Pourtant le logement est un droit fondamental, pour ne pas dire un droit vital. Il est incompréhensible que, dans un pays aussi riche que la France, des personnes meurent chaque année d'en être privées. Tout cela vient profondément d'une financiarisation, d'une loi du marché qui s'est appliquée de plus en plus fortement au logement au point que, depuis 2000, celui-ci a augmenté cinq fois plus que le revenu des ménages. Le président Mélenchon l'a expliqué tout à l'heure. C'est encore plus vrai dans les grandes agglomérations : à Paris, l'augmentation a été de 350 % et, dans les agglomérations de plus 10 000 habitants, de plus de 220 %. La pression dans les centres-villes devient insupportable. Cette pression n'a d'ailleurs pas seulement pour corollaire d'empêcher des gens de se loger à un prix correct, elle se traduit également par l'étalement urbain, véritable catastrophe écologique et sociale, contraignant les uns et les autres à se loger de plus en plus loin de leur lieu de travail.

Cela a été dit, les expulsions sans relogement sont légion. Elles étaient 16 000 en 2018, et l'on meurt dans ce pays de ne pas être logé : 689 personnes sont mortes l'an dernier d'avoir été privées d'un logement. Cet état d'urgence devrait tous nous alarmer – et c'est peu dire !

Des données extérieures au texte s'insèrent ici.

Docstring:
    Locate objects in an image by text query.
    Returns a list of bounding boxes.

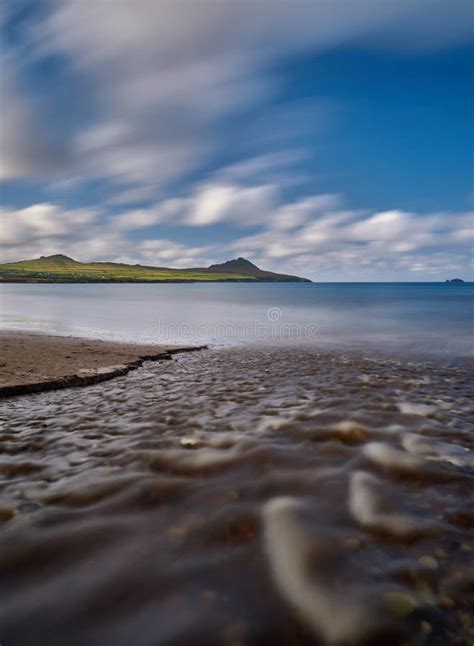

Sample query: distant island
[0,254,311,283]
[445,278,465,284]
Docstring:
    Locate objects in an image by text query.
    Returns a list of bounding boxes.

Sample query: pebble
[201,589,218,602]
[418,555,438,570]
[460,612,473,630]
[440,596,455,609]
[17,501,41,513]
[0,506,17,520]
[384,591,416,617]
[180,437,202,449]
[342,537,362,550]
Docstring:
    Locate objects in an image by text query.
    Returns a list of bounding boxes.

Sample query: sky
[0,0,473,281]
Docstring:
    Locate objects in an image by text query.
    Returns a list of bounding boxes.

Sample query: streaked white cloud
[0,202,212,268]
[135,240,213,268]
[1,194,472,280]
[4,0,469,187]
[0,60,70,180]
[271,195,343,231]
[228,201,473,279]
[187,183,277,227]
[114,199,187,231]
[114,179,278,230]
[0,203,99,248]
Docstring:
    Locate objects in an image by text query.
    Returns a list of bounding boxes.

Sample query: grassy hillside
[0,255,257,283]
[0,254,311,283]
[207,257,311,281]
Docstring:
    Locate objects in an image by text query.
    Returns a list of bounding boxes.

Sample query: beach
[0,341,473,645]
[0,331,203,397]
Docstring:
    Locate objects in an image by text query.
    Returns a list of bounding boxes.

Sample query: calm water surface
[0,284,473,645]
[0,282,472,356]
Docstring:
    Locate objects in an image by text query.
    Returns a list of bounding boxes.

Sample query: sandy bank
[0,331,205,398]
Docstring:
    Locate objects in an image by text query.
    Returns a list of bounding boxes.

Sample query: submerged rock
[180,437,202,449]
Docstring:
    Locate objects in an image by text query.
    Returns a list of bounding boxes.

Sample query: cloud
[349,210,412,241]
[107,169,473,280]
[7,0,468,189]
[106,185,161,207]
[114,199,187,231]
[0,203,98,247]
[187,183,277,226]
[2,191,471,281]
[135,240,213,268]
[271,195,343,231]
[114,176,278,230]
[73,119,205,188]
[112,152,337,232]
[0,202,212,269]
[226,196,473,279]
[0,203,102,259]
[0,59,70,180]
[41,1,473,73]
[214,150,315,191]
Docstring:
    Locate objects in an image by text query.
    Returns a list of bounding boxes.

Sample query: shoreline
[1,327,471,400]
[0,330,206,398]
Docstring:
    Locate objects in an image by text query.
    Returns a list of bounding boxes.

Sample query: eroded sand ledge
[0,331,205,398]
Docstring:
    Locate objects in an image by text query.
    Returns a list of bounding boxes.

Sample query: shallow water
[0,282,472,356]
[1,347,473,645]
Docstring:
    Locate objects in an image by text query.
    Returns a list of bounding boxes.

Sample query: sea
[0,282,472,356]
[0,282,473,645]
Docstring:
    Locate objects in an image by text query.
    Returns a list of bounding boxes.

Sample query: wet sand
[0,346,473,645]
[0,331,204,397]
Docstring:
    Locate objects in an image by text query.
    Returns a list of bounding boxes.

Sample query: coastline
[0,330,205,398]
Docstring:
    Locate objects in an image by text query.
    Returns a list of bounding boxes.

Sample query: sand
[0,331,203,397]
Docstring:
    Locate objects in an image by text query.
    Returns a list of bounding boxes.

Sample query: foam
[329,420,370,435]
[362,442,423,473]
[144,445,244,473]
[263,497,386,644]
[397,402,436,417]
[349,471,437,537]
[401,432,473,468]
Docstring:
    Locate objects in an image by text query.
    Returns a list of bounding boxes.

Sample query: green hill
[0,254,311,283]
[207,257,309,282]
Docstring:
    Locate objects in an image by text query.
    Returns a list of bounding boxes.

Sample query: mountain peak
[207,257,311,282]
[40,254,76,262]
[236,257,257,266]
[208,257,258,271]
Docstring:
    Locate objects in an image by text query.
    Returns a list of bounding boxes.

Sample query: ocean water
[1,283,473,645]
[0,282,472,356]
[1,347,473,645]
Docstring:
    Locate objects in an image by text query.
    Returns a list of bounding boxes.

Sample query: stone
[180,437,202,449]
[17,501,42,513]
[418,555,438,570]
[384,591,416,617]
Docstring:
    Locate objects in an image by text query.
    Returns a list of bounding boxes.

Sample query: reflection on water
[1,347,473,645]
[0,282,472,355]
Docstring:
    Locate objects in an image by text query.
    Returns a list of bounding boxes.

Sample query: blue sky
[1,0,473,280]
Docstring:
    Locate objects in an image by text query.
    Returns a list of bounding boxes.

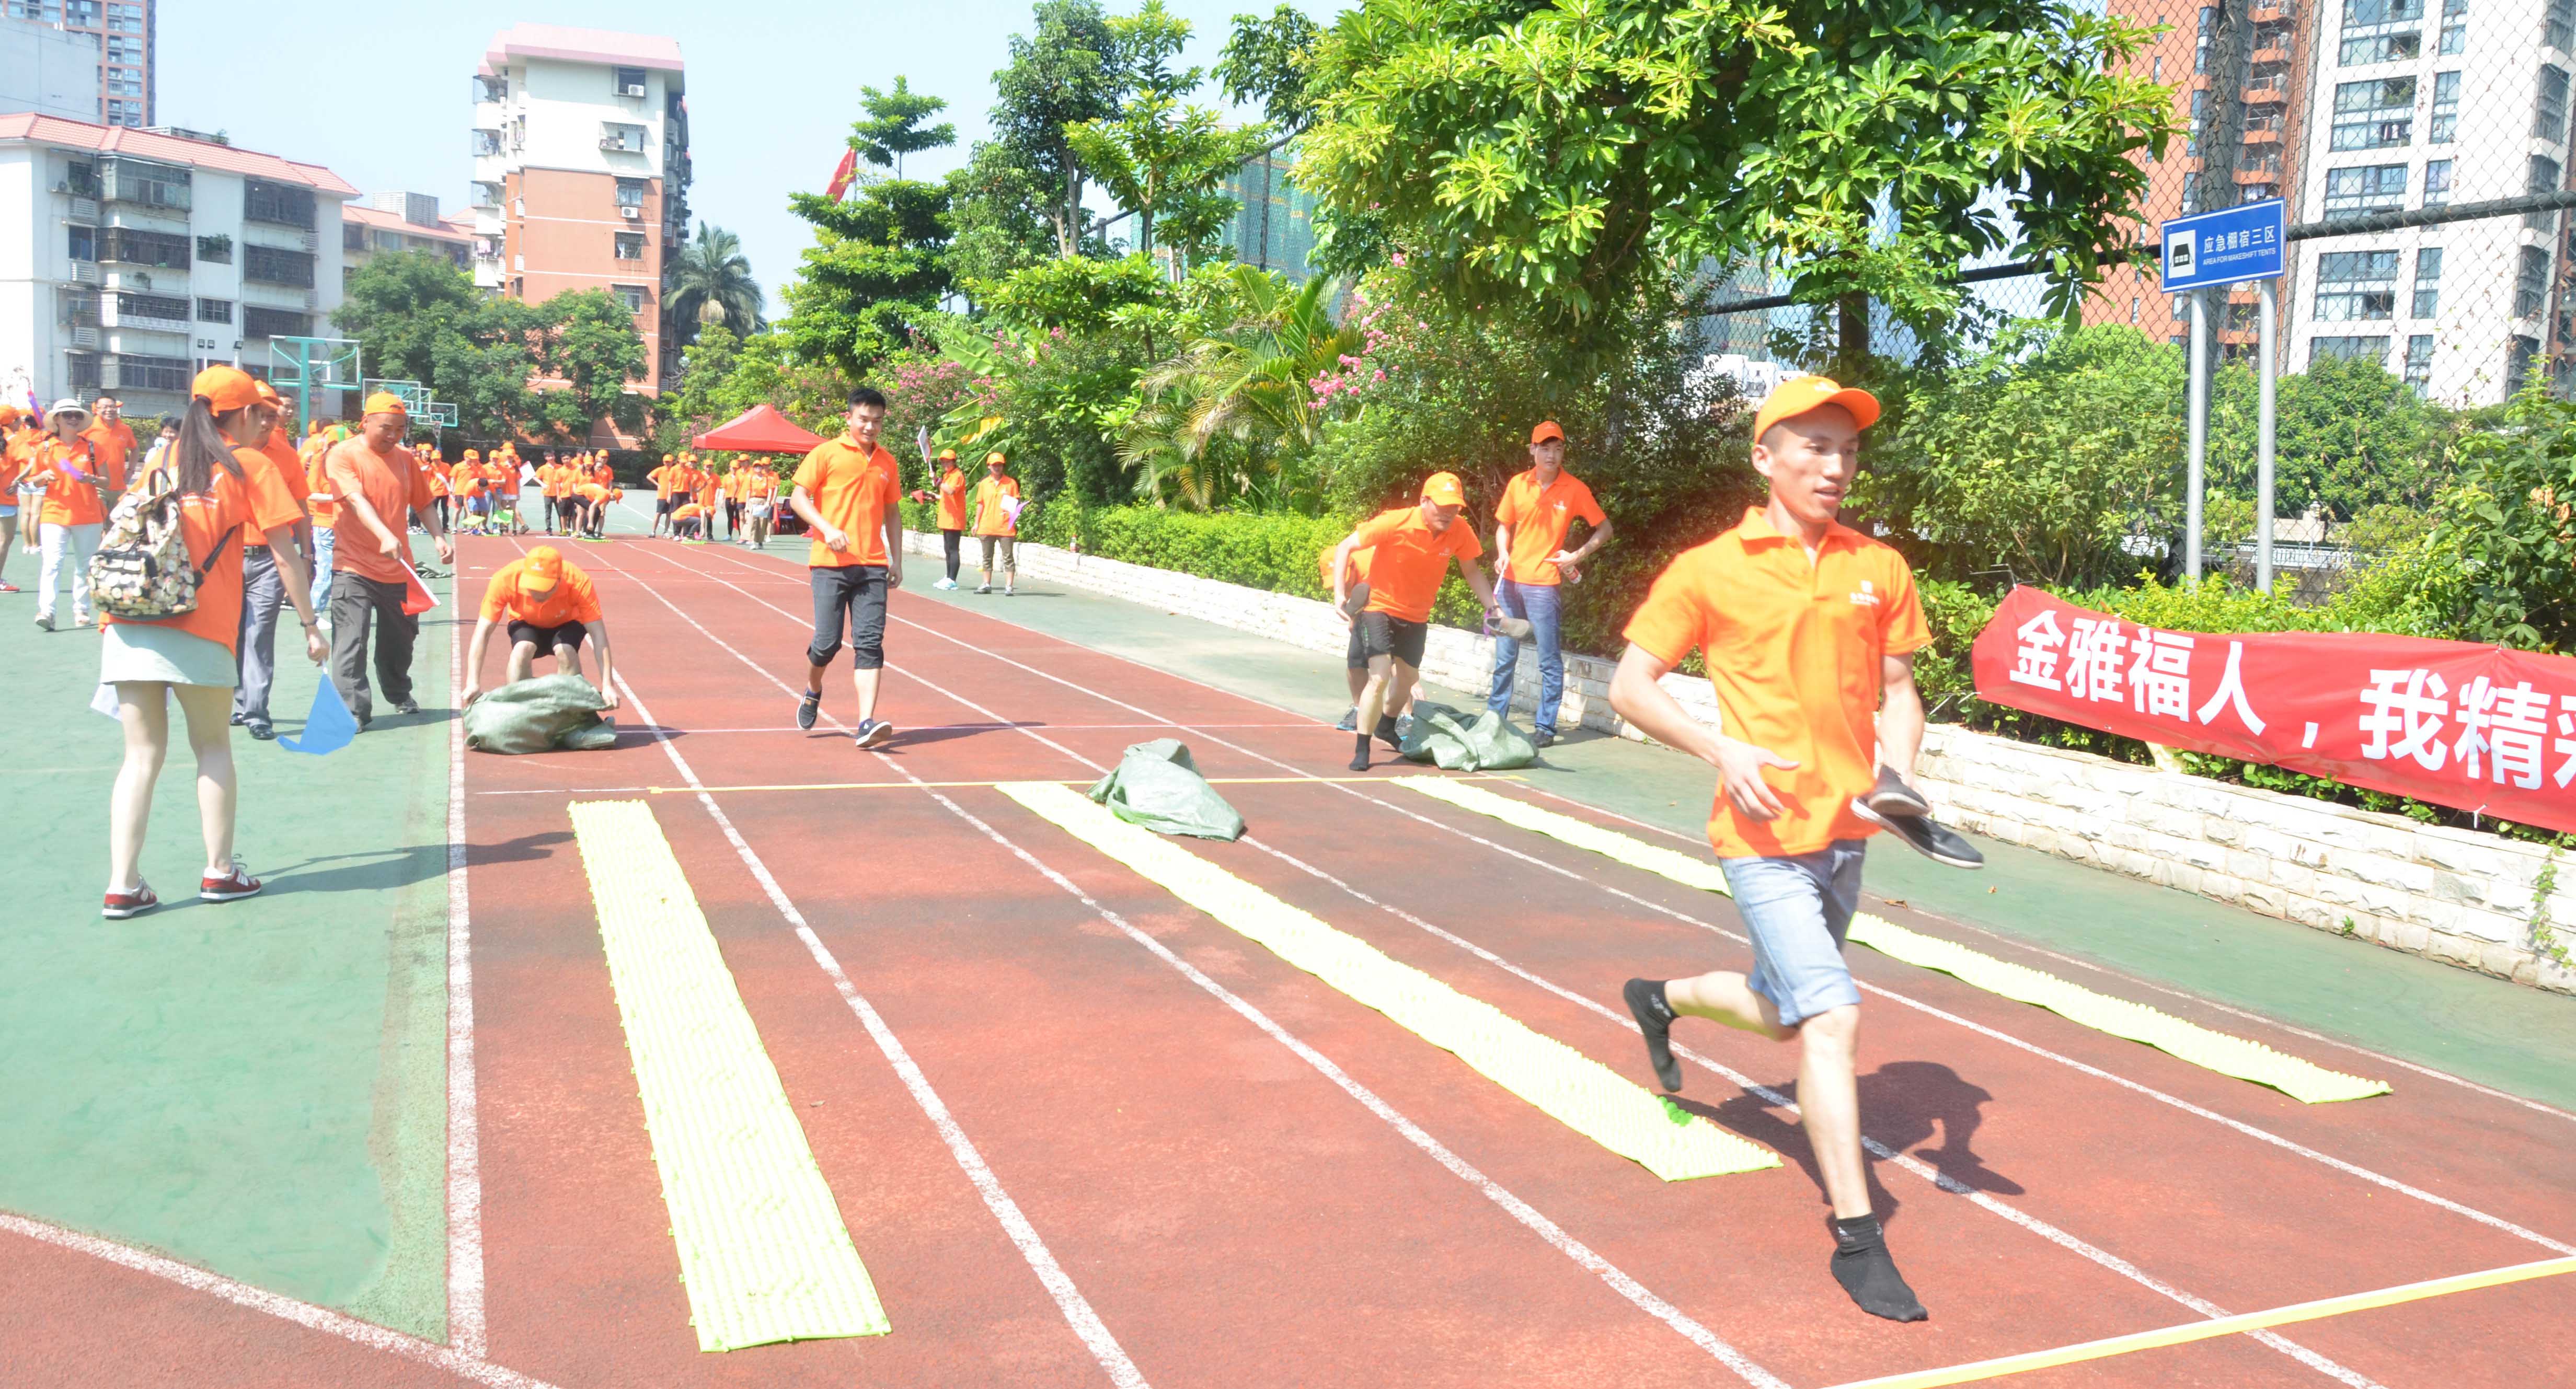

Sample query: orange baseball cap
[984,450,1007,466]
[362,390,409,417]
[524,545,564,582]
[1530,420,1565,445]
[1752,375,1880,443]
[1421,471,1466,507]
[938,448,958,462]
[191,365,262,413]
[253,378,284,406]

Quant aux logements sociaux, deux millions de familles restent inscrites sur les listes d'attente. Le nombre de personnes sans domicile fixe ou décent continue de croître, conduisant à des accidents ou à des effondrements. Nous avons parlé de Marseille, je pourrais également parler du département dont je suis élu, la Seine-Saint-Denis et de la mort de plusieurs milliers de personnes.

Il faut revenir à un droit au logement opposable qui soit pratique, réel et non théorique. C'est à ce constat que répond cette proposition de loi. Elle permet de lutter contre les logiques de spéculation, de proposer des loyers enfin abordables, et de renforcer les obligations en matière de logements sociaux. Je suis d'accord avec Mme Sylvia Pinel, il faut construire des logements sociaux. Le logement social n'est pas seulement un ghetto de pauvres, c'est aussi et surtout une politique publique du logement qui permet d'agir, y compris sur les prix. De ce point de vue, les ventes de parcs de logements proposées par la loi ELAN pour compenser la baisse des APL pour les bailleurs sont véritablement une mauvaise idée.

Le droit au logement est opposable : donc pas d'expulsion, mais un fonds de garantie doit assurer aux propriétaires loueurs de ne pas être victime de cette situation ce qui permettrait de répondre au besoin.

C'est aussi une lutte contre le logement indigne. Je rappelle que ce dernier est de 4 % en Île-de-France et de 7 % en Seine-Saint-Denis. Nous sommes confrontés à des situations à la Zola et à la Dickens alors que ces logements sont parfois loués au prix du marché à des locataires qui ne trouvent pas de quoi les abriter dans le privé, pour des raisons que l'on sait, ni dans le public…

Pour toutes ces raisons, cette proposition de loi répond à un état d'urgence absolument évident.